The above description is only illustrative of the preferred embodiments of the present utility model and is not intended to limit the scope of the present utility model, and any alterations and modifications made by those skilled in the art based on the above disclosure shall fall within the scope of the appended claims.

Claims (10)

1. The flexible connection structure of the ultrasonic transducer and the shell is characterized by comprising an ultrasonic transducer body (1) and a vibrating piece (2), wherein the vibrating piece (2) is arranged on the side wall of the shell (10); the ultrasonic transducer body (1) is fixedly arranged in the center of the vibrating piece (2), and vibration generated by the ultrasonic transducer body (1) is transmitted to a cleaning water area in the shell (10) through the vibrating piece (2);

when the vibrating piece (2) is connected with the rigid side wall of the shell (10), the periphery of the vibrating piece (2) is flexibly connected with the side wall of the shell (10) through an elastic ring (3);

when the vibrating piece (2) is connected with the non-rigid side wall of the shell (10), the vibrating piece (2) is embedded and installed in the non-rigid side wall of the shell (10).

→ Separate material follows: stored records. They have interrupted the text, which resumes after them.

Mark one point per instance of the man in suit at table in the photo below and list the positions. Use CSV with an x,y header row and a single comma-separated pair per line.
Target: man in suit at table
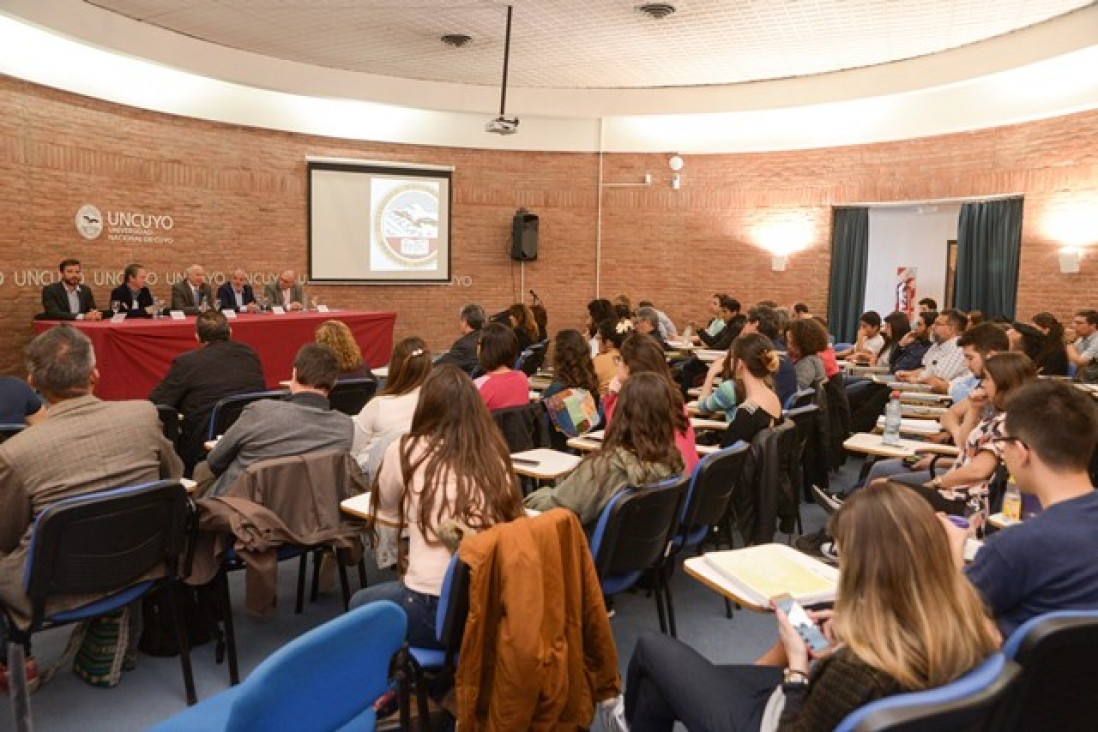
x,y
237,294
462,353
199,379
190,292
68,300
83,446
276,428
133,295
286,292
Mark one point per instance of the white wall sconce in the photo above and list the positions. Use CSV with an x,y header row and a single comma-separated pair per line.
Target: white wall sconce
x,y
1070,260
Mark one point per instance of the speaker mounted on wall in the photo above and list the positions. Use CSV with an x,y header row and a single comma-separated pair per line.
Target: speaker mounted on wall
x,y
524,236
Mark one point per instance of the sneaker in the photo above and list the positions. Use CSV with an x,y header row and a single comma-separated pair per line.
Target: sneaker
x,y
829,502
612,714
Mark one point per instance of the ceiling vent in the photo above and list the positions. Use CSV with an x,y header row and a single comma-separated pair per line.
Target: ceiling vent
x,y
657,10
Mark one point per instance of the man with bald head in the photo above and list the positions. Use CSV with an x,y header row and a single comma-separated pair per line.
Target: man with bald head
x,y
237,294
286,292
189,293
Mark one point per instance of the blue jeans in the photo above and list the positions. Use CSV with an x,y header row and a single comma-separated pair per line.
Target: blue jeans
x,y
419,608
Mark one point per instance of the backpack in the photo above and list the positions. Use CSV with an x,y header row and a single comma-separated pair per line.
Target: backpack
x,y
573,412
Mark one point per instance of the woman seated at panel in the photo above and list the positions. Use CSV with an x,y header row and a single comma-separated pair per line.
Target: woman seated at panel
x,y
451,465
389,414
609,336
965,483
338,337
641,353
805,340
524,324
904,620
638,449
500,385
751,363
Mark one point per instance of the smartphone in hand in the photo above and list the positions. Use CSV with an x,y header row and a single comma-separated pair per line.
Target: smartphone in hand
x,y
811,634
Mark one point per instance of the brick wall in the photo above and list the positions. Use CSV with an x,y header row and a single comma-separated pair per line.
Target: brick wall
x,y
236,198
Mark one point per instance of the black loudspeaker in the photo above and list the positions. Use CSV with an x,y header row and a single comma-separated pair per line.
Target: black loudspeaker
x,y
524,236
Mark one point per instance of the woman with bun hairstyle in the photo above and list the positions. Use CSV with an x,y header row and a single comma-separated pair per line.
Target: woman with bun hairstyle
x,y
753,363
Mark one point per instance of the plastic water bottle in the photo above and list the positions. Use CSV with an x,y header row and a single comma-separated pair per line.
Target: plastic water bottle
x,y
893,416
1012,502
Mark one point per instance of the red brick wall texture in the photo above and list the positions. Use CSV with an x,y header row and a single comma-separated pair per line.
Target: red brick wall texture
x,y
236,198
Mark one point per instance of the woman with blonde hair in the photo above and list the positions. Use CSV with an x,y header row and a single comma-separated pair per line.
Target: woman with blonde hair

2. The flexible connection structure of an ultrasonic transducer and a housing according to claim 1, wherein a vibration plate mounting groove is formed in a rigid side wall of the housing (10), and the elastic ring (3) is mounted in the vibration plate mounting groove, and then the vibration plate (2) is mounted in the elastic ring (3).

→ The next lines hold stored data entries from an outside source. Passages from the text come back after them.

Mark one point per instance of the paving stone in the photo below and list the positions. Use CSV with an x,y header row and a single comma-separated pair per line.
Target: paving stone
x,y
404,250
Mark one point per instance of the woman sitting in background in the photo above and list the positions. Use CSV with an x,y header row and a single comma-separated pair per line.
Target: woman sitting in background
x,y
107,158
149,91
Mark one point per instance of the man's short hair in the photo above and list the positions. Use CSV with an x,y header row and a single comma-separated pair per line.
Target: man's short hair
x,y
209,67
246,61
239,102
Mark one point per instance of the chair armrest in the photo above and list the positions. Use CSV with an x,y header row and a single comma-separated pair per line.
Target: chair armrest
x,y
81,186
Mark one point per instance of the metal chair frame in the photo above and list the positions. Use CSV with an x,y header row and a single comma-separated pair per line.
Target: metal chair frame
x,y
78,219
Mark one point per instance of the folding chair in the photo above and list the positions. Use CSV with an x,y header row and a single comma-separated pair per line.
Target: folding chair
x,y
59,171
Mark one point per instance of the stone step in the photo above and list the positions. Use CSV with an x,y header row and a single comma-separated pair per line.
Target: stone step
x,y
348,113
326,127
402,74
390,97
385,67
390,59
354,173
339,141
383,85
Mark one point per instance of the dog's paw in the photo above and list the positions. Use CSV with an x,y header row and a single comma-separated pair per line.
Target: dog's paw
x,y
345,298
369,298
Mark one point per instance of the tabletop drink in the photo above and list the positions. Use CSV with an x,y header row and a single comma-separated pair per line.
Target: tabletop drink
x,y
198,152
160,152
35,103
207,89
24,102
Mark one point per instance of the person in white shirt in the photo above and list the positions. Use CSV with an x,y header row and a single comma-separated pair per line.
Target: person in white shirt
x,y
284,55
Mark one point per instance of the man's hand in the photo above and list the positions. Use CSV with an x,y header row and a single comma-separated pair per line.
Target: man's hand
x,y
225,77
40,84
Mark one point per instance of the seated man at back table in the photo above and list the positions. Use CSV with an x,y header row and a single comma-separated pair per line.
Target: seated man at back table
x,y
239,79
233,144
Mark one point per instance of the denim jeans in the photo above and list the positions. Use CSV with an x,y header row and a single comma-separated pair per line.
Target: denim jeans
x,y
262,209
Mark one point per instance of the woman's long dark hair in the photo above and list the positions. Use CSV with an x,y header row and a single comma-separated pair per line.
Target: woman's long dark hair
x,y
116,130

3. A flexible connection structure of an ultrasonic transducer and a housing as claimed in claim 2, wherein the outer ring of the elastic ring (3) is provided with a first mounting groove (301), and is mounted in a mosaic manner with the housing (10) through the first mounting groove (301).

4. A flexible connection structure of an ultrasonic transducer and a housing according to claim 3, wherein the elastic ring (3) is a silica gel ring and is integrally formed with the housing (10).

5. A flexible connection structure of an ultrasonic transducer and a housing according to claim 3, wherein the elastic ring (3) is a silicone ring, and the contact surface between the elastic ring (3) and the housing (10) is bonded by sealant.

6. The flexible connection structure of an ultrasonic transducer and a housing according to claim 2, wherein the inner ring of the elastic ring (3) is provided with a second mounting groove (302), and the vibration plate (2) is mounted in the second mounting groove (302) in a mosaic manner.

7. A flexible connection structure of an ultrasonic transducer and a housing according to claim 6, wherein the elastic ring (3) is a silica gel ring and is integrally formed with the vibrating plate (2).

8. The flexible connection structure of an ultrasonic transducer and a housing according to claim 6, wherein the elastic ring (3) is a silicone ring, and the contact surface between the elastic ring (3) and the vibrating piece (2) is bonded by sealant.

9. A flexible connection structure of an ultrasonic transducer and a housing as claimed in claim 1, wherein a vibration plate mounting groove is provided on a non-rigid side wall of the housing (10) for mounting the vibration plate (2).

10. The flexible connection structure of an ultrasonic transducer and a housing according to claim 9, wherein the vibration plate (2) is fitted in the vibration plate mounting groove, and the vibration plate (2) and the non-rigid side wall of the housing (10) are integrally formed or the contact surface between the vibration plate (2) and the non-rigid side wall of the housing (10) is bonded by sealant.